Formia - La mostra raccoglie 12 grandi tele realizzate durante le performances di  pittura dal vivo, una forma di arte contemporanea

Riflessi, Scintille e Luce è il titolo della mostra che verrà inaugurata mercoledì 4 ottobre (sarà aperta fino al 15 dello stesso mese), nello spazio espositivo del punto IAT, presso il Palazzo Comunale di Formia. La mostra raccoglie 12 grandi tele realizzate durante le performances di  pittura dal vivo, una forma di arte contemporanea, definita pittura musicale dal vivo e arte di strada sempre improvvisata e spontanea, dagli artisti Palma Aceto, Pasquale Vezza, Francesca Paciello, Anna Rita Colarullo e Luca Tomao, durante gli eventi artistici-culturali: “Note Diffuse”, “Archeonight”, “Tramonto è Musica” promossi da diversi enti ed associazioni operanti sul territorio con il patrocinio della Regione Lazio e del Comune di Formia in tre location scelte in tre date e siti differenti: Piazza Tommaso Testa, Piazza Caetani di Castelmola, Villa di Mamurra.
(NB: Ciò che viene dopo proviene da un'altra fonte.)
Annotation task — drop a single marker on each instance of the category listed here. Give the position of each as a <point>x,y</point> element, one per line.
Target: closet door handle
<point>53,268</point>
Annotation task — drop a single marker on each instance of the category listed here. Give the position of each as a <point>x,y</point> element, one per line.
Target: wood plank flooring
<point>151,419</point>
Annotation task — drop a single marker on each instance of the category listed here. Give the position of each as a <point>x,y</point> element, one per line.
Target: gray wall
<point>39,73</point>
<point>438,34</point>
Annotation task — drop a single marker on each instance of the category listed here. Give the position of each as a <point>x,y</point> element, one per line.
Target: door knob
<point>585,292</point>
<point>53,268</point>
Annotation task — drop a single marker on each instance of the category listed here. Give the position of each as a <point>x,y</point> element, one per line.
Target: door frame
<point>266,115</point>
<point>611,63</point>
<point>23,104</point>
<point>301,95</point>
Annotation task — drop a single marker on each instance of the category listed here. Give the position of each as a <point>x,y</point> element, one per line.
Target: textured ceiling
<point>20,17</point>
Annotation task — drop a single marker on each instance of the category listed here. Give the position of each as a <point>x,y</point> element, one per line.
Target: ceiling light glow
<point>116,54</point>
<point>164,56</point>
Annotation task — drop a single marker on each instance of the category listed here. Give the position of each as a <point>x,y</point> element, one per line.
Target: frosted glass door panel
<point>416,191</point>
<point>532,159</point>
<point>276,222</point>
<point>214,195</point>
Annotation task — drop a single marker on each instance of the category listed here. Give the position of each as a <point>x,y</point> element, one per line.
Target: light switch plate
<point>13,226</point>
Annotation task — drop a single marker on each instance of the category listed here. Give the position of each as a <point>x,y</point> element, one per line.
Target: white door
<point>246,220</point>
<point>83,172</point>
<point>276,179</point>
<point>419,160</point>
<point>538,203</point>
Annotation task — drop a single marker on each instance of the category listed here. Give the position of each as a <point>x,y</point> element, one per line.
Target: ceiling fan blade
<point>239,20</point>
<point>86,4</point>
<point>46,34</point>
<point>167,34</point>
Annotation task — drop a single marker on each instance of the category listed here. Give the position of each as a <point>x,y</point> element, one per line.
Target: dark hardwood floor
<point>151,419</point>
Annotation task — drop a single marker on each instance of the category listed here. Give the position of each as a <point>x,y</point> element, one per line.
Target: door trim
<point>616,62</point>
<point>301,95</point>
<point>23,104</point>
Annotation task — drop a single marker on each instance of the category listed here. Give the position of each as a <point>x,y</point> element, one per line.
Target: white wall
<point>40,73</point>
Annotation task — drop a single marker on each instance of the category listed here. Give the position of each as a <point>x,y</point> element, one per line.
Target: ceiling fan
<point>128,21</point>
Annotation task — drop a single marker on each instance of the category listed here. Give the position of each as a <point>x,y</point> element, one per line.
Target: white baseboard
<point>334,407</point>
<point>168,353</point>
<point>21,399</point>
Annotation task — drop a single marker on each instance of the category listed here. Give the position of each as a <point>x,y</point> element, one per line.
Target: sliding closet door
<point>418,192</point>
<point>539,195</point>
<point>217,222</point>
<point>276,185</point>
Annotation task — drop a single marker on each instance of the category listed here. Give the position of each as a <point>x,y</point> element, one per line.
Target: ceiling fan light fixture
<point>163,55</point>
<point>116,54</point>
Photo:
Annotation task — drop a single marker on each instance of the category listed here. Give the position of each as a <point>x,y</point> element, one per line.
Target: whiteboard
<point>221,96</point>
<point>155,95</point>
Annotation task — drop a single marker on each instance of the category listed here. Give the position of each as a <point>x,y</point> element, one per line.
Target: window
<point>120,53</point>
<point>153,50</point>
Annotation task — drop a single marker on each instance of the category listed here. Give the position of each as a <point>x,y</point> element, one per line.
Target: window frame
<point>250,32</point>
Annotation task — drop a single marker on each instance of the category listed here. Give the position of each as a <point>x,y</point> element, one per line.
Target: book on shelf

Gli spettacoli svolti di fronte a molti spettatori hanno visto di volta in volta esibirsi e confrontarsi 4 artisti differenti per tecniche compositive e stili che hanno condiviso ed espresso Istanti di emozioni,  riflesse e fissate sulla tela.

Personalità distinte da cui traspaiono la passione, la sensibilità e il dinamismo che coniuga la loro arte, una condivisione di un percorso complesso frutto di costante ricerca con la quale riescono a contenere nelle loro opere una incalzante manifestazione di idee, sentimenti ed emozioni. Nella pittura dal vivo il tempo è breve e si associa questa grandezza alla performance, come nel teatro. Il tempo del dipinto è il tempo del processo pittorico, o la sosta dello spettatore o ciò che accade tra le righe all’interno del quadro.

Il tempo scorre come se avesse un ritmo proprio, forse a una velocità diversa da quella dello spettatore, che non sembra correre. Allo stesso tempo, il lavoro con questo mezzo è intuitivo, e non artificioso. In ciò che si raffigura ci si trova da qualche parte nel mezzo della storia e non c’è un inizio o una fine del processo… si è proprio nel mezzo.